The major point of contention is how to scale up the European Financial Stability Facility (EFSF), a €440 billion (US$605 billion) fund so far used to bail out Portugal and Ireland.
France and Germany disagree over the best way to bolster the facility, with Paris fearing its triple-A credit rating could come under threat if the wrong method is chosen.
Failure to agree on leveraging the EFSF will further damage confidence in the euro zone's ability to tackle its debt crisis after nearly two years of trying to get on top of a problem that started in Greece and now threatens Italy, Spain and even France.
In their effort to agree a comprehensive resolution plan, euro zone leaders are striving to agree new steps to reduce Greece's debt, strengthen the capital of banks exposed to weak sovereign debt and leverage the EFSF to stem contagion to bigger economies.
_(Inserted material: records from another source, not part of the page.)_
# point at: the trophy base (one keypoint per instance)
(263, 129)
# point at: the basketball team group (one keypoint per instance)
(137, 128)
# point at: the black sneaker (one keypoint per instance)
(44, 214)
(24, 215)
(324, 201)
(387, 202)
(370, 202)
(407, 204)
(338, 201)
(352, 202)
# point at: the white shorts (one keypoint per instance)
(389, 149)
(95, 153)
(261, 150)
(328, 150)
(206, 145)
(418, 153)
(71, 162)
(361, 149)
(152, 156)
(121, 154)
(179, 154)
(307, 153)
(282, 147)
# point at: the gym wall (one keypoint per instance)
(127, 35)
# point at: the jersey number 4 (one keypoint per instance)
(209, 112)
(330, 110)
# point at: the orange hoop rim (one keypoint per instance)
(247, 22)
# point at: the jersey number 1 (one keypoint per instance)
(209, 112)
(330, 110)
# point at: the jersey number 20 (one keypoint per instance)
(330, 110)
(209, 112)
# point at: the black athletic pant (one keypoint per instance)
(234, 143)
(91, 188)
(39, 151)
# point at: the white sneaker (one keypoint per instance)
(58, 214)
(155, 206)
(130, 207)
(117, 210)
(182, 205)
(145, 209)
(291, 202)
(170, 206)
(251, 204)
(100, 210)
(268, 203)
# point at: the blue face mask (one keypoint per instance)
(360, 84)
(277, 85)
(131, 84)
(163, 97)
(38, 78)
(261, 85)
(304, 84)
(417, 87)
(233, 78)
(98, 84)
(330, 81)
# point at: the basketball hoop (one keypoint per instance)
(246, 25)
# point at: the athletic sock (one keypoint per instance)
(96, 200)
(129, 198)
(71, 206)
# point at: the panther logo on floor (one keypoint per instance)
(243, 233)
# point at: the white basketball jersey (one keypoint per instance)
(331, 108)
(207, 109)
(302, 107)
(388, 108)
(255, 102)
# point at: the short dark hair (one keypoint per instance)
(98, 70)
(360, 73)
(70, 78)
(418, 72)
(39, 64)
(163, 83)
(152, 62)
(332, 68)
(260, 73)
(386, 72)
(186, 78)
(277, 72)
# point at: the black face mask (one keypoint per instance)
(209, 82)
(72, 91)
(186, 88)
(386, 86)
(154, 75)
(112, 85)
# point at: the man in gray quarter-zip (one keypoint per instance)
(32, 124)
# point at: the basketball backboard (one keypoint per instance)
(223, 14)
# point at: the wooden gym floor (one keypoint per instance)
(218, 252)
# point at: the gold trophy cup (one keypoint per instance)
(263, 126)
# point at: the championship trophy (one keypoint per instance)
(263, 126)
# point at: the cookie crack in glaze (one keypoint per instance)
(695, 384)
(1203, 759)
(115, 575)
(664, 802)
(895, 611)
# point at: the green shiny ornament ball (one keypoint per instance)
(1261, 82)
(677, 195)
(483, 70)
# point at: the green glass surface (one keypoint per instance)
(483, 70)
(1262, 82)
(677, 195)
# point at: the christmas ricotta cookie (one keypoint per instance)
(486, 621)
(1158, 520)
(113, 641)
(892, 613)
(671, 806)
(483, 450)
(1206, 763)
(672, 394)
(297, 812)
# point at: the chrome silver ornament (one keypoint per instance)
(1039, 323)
Despite the divisions on the EFSF, EU leaders have made headway on another critical element in tackling the crisis – the recapitalisation of European banks – while a draft statement for Sunday's summit showed euro zone countries will make rules to limit budget deficits and public debt part of national legislation by the end of next year.
EU officials said all 27 member states had agreed that just short of 100 billion euros was required to bolster bank balance sheets, a substantial step forward in attempts to protect the system against the threat of a default in Greece or elsewhere.